Jakarta – Sebanyak 19 warga negara menggugat Presiden Joko Widodo atau Jokowi terkait permasalahan pinjaman online (pinjol).
Gugatan warga negara atau citizen law suit itu telah didaftarkan ke Pengadilan Negeri Jakarta Pusat, Jumat (12/11/2021) dan terdaftar dengan nomor perkara 689/Pdt.G/2021/PN Jkt.Pst, seperti yang dikutip media ini dari Kompas. com.
Selain Presiden Jokowi, warga juga menggugat sejumlah pejabat lain yakni Wakil Presiden Ma’ruf Amin, Ketua DPR Puan Maharani, Menteri Komunikasi dan Informasi Johnny G Plate, serta Ketua Dewan komisaris Otoritas Jasa Keuangan (OJK) Wimboh Santoso.
Dalam gugatannya, 19 warga meminta majelis hakim menjatuhkan putusan provisi agar pemerintah menghentikan sementara operasional seluruh perusahaan pinjaman online.
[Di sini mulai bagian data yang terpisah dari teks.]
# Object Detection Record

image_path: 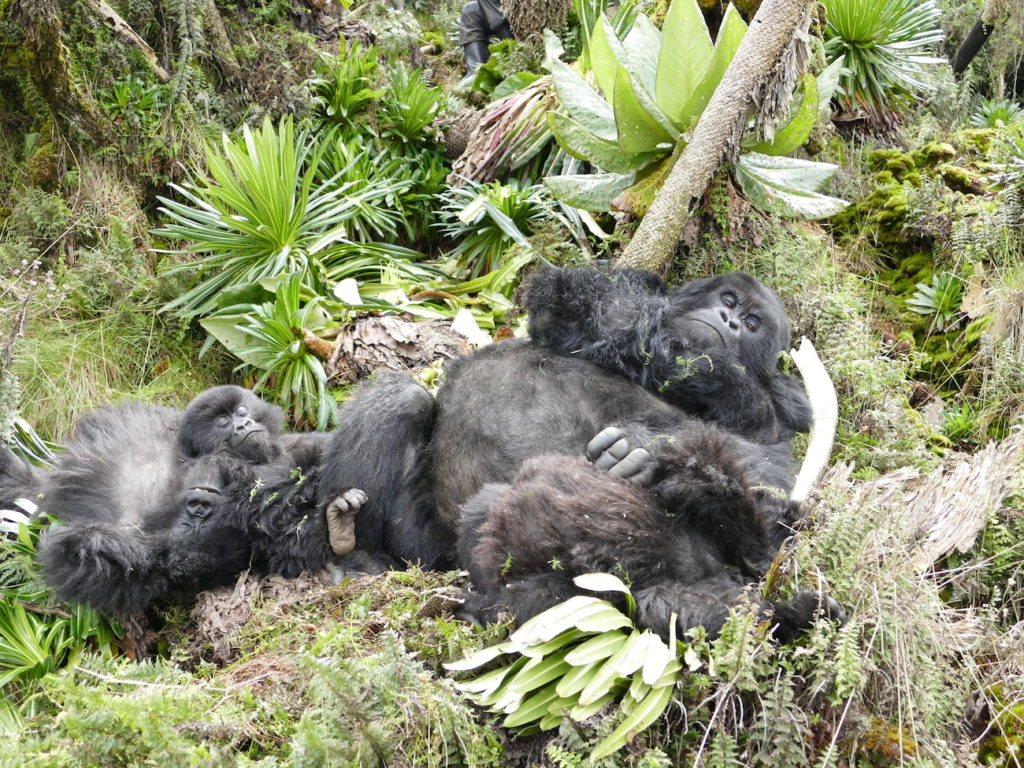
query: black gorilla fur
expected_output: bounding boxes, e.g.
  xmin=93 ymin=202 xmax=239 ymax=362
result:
xmin=525 ymin=269 xmax=811 ymax=443
xmin=319 ymin=374 xmax=455 ymax=572
xmin=423 ymin=269 xmax=841 ymax=638
xmin=12 ymin=376 xmax=453 ymax=614
xmin=28 ymin=386 xmax=330 ymax=614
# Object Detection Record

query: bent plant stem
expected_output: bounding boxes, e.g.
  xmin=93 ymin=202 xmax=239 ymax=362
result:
xmin=618 ymin=0 xmax=814 ymax=274
xmin=790 ymin=337 xmax=839 ymax=504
“Memerintahkan kepada para tergugat untuk menghentikan sementara seluruh penyelenggaraan pinjaman online di Indonesia selama gugatan ini berlangsung,” demikian bunyi petitum gugatan seperti dikutip dari Sistem Informasi Penelusuran Perkara PN Jakarta Pusat, Senin kemarin.
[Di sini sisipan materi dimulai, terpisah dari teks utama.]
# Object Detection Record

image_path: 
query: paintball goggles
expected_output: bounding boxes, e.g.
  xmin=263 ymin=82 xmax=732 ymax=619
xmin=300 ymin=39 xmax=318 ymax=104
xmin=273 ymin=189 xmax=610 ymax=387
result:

Warga meminta pemberhentian sementara itu dilakukan sampai majelis hakim telah mengambil putusan yang berkekuatan hukum tetap terkait permasalahan pinjol.
Selanjutnya, pemerintah dituntut agar menerbitkan regulasi terkait penyelenggaraan pinjaman online yang komprehensif dan menjawab seluruh permasalahan di tengah masyarakat dengan memastikan penghormatan, perlindungan dan pemenuhan hak konstitusional warga negara, khususnya hak atas privasi dan hak atas rasa aman.
Kaum disabilitas terjerat pinjol
Ketua Himpunan Wanita Disabilitas Indonesia (HWDI) Muharyati adalah satu dari 19 warga yang menjadi penggugat.
Ia tergerak untuk menggugat pemerintah karena melihat banyaknya penyandang disabilitas yang harus ikut terjerat dengan pinjaman online.
“Banyak kelompok kami para penyandang disabilitas mental yang bahkan sampai ingin bunuh diri karena terjerat pinjol,” kata Murhayati saat dihubungi Kompas.com, kemarin.
Muharyati mengatakan, selama ini para penyandang disabilitas memang sulit mendapatkan pinjaman uang dari bank karena kebanyakan bekerja di sektor informal.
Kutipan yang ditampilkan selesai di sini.